Phosphorylation and regulation of group II metabotropic glutamate receptors (mGlu2/3) in neurons

Abstract

Group II metabotropic glutamate (mGlu) receptors (mGlu2/3) are Gαi/o-coupled receptors and are primarily located on presynaptic axonal terminals in the central nervous system. Like ionotropic glutamate receptors, group II mGlu receptors are subject to regulation by posttranslational phosphorylation. Pharmacological evidence suggests that several serine/threonine protein kinases possess the ability to regulate mGlu2/3 receptors. Detailed mapping of phosphorylation residues has revealed that protein kinase A (PKA) phosphorylates mGlu2/3 receptors at a specific serine site on their intracellular C-terminal tails in heterologous cells or neurons, which underlies physiological modulation of mGlu2/3 signaling. Casein kinases promote mGlu2 phosphorylation at a specific site. Tyrosine protein kinases also target group II receptors to induce robust phosphorylation.

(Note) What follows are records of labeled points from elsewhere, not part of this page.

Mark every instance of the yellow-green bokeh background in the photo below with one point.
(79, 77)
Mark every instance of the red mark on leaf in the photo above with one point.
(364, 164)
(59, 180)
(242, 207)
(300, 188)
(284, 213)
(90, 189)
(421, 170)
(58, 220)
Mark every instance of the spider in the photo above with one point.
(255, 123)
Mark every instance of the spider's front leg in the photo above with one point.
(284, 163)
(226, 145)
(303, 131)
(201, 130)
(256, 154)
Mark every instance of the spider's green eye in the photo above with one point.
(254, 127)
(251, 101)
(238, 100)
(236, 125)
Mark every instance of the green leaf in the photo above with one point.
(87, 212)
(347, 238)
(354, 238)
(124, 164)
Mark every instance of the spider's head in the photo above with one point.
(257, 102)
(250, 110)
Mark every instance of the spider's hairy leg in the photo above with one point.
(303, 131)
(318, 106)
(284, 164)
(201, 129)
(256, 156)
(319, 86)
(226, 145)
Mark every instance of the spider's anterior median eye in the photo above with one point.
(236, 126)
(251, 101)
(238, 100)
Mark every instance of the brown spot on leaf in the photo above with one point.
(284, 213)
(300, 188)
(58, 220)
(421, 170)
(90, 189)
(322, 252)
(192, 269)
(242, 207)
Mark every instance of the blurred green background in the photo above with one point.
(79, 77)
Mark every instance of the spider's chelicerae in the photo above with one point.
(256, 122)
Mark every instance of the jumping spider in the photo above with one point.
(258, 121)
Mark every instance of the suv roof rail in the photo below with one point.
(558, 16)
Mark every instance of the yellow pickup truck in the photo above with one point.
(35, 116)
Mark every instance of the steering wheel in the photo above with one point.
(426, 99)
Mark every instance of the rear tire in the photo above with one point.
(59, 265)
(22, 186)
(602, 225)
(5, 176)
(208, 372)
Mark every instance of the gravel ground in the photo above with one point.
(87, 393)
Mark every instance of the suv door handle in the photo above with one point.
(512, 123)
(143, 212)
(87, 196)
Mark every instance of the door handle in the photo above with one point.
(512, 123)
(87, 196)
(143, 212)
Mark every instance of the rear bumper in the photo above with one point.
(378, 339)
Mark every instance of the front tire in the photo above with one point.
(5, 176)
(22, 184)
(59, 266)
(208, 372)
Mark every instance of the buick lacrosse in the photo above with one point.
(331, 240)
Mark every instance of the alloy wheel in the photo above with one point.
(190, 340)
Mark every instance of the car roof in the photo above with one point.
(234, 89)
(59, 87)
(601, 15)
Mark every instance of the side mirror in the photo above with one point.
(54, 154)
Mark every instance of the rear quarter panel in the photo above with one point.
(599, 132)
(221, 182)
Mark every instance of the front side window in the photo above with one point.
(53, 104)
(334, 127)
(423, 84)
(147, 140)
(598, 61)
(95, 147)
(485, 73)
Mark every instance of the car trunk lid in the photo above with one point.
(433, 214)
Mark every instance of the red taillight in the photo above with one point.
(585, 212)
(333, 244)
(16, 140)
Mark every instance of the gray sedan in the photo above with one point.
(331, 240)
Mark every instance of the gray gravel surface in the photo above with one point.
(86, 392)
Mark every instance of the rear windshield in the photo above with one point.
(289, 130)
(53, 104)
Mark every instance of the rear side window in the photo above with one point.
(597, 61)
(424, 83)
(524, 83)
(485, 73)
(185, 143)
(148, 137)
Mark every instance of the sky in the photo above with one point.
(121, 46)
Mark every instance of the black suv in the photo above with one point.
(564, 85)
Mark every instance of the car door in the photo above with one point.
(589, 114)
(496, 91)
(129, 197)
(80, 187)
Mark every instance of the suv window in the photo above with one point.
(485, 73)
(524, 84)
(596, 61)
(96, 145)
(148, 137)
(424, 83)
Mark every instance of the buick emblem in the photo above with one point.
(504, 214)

A protein phosphatase was found to specifically bind to mGlu3 receptors and dephosphorylate the receptor at a PKA-sensitive site. This review summarizes recent progress in research on group II receptor phosphorylation and the phosphorylation-dependent regulation of group II receptor functions. We further explore the potential linkage of mGlu2/3 phosphorylation to various neurological and neuropsychiatric disorders, and discuss future research aimed at analyzing novel biochemical and physiological properties of mGlu2/3 phosphorylation.

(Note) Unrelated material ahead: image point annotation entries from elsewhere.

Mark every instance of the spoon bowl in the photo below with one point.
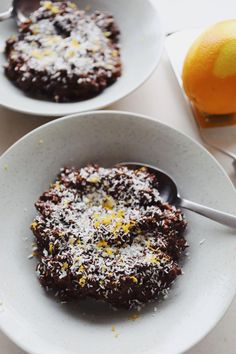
(169, 193)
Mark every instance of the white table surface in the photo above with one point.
(160, 97)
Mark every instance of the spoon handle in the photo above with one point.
(7, 14)
(218, 216)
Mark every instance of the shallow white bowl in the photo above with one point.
(141, 45)
(198, 299)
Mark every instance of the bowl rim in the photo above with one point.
(122, 114)
(122, 95)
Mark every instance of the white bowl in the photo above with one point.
(141, 46)
(199, 298)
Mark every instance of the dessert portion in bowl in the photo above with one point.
(64, 54)
(105, 233)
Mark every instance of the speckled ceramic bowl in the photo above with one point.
(199, 298)
(141, 46)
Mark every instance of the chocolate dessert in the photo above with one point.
(105, 233)
(64, 54)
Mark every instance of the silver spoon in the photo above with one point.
(21, 9)
(169, 193)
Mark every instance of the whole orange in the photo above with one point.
(209, 71)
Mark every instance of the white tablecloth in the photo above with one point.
(160, 97)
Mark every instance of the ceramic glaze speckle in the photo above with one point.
(198, 299)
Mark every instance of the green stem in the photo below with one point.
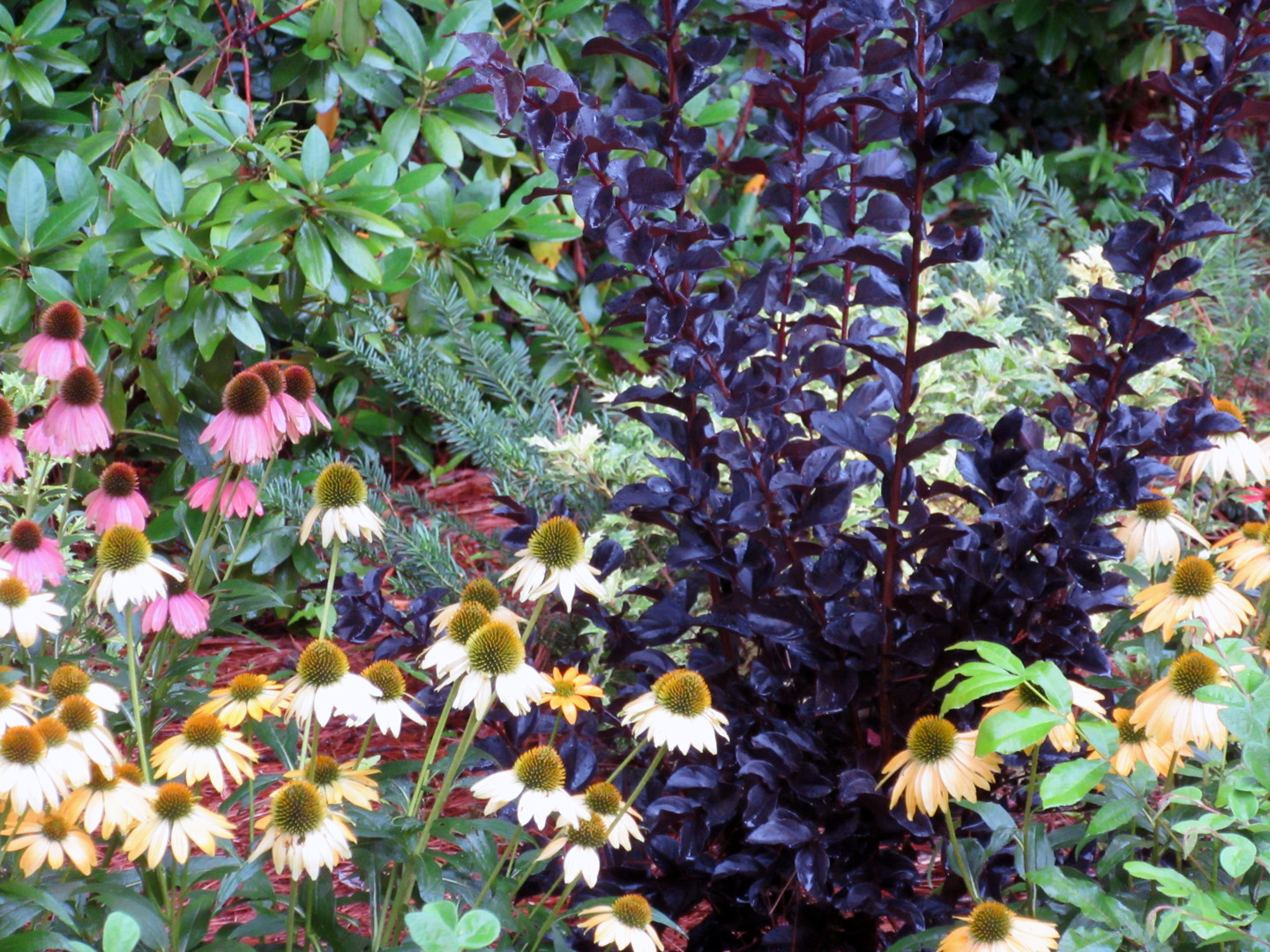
(135, 695)
(1027, 852)
(407, 886)
(324, 628)
(959, 857)
(508, 850)
(68, 492)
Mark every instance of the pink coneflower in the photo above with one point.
(187, 611)
(116, 501)
(34, 557)
(74, 421)
(11, 465)
(244, 429)
(300, 385)
(238, 498)
(280, 406)
(56, 349)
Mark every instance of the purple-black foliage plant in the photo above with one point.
(794, 400)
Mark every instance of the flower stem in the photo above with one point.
(959, 857)
(324, 628)
(135, 695)
(1029, 859)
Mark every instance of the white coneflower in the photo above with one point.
(340, 501)
(65, 758)
(26, 775)
(16, 707)
(111, 801)
(1169, 712)
(324, 687)
(1194, 591)
(1232, 452)
(1064, 736)
(449, 654)
(392, 703)
(302, 831)
(26, 614)
(201, 750)
(603, 800)
(496, 666)
(536, 786)
(938, 763)
(556, 557)
(127, 570)
(626, 923)
(71, 680)
(340, 782)
(484, 593)
(676, 714)
(1154, 530)
(86, 725)
(992, 926)
(582, 844)
(176, 822)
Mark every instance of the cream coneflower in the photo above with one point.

Keywords: PKA; PKC; casein kinase; glutamate; mGlu; phosphatase; phosphorylation.

FIGURE 1

Schematic illustration of transmembrane topology of rat mGlu2 receptors. The illustrated regions include seven transmembrane domains (I-VII) and four intracellular domains, i.e., the intracellular loop 1 (IL1), IL2, IL3, and C-terminus (CT). Amino acid sequences of intracellular domains are labeled by the single letter code (accession #: NP_001099181/NCBI; P31421/UniProtKB). Note that all intracellular domains contain serine and/or threonine but not tyrosine residues. Solid circles indicate the serine sites where variable levels of phosphorylation have been detected. Other abbreviations: CK1, casein kinase 1; NT, N-terminus; PKA, protein kinase A.

FIGURE 2

Alignment of amino acid sequences of intracellular domains between mGlu2 and mGlu3 subtypes and among three species. (A) Sequence alignment of intracellular domains between mGlu2 versus mGlu3 receptors. Intracellular domains include the intracellular loop 1 (IL1), IL2, IL3, and C-terminus (CT). Gaps (–) are inserted in the mGlu3 CT region to achieve maximum homolog. Note that the mGlu3 CT region contains two tyrosine residues (Y853 and Y861) indicated by solid triangles. (B) Sequence alignment of the CT regions among human, mouse, and rat mGlu2 orthologs. Note that the S843 residue is conserved in the three species. Underlined amino acids denote differences in sequence alignment. Open boxes indicate CaMKII consensus phosphorylation sequences.

FIGURE 3

Phosphorylation and dephosphorylation of mGlu3 receptors. (A) Dephosphorylation of mGlu3 receptors by PP2C. PP2C dephosphorylates mGlu3 receptors at a specific serine residue (S845) in the C-terminus (CT) region of the receptor. (B) Phosphorylation of mGlu3 receptors by PKA. PKA phosphorylates mGlu3 receptors at S845 and increases the level of S845-phosphorylated (pS845) mGlu3 receptors. Such phosphorylation inhibits the PP2C association with mGlu3 CT and may exert an inhibitory control over the presynaptic function of mGlu3 receptors.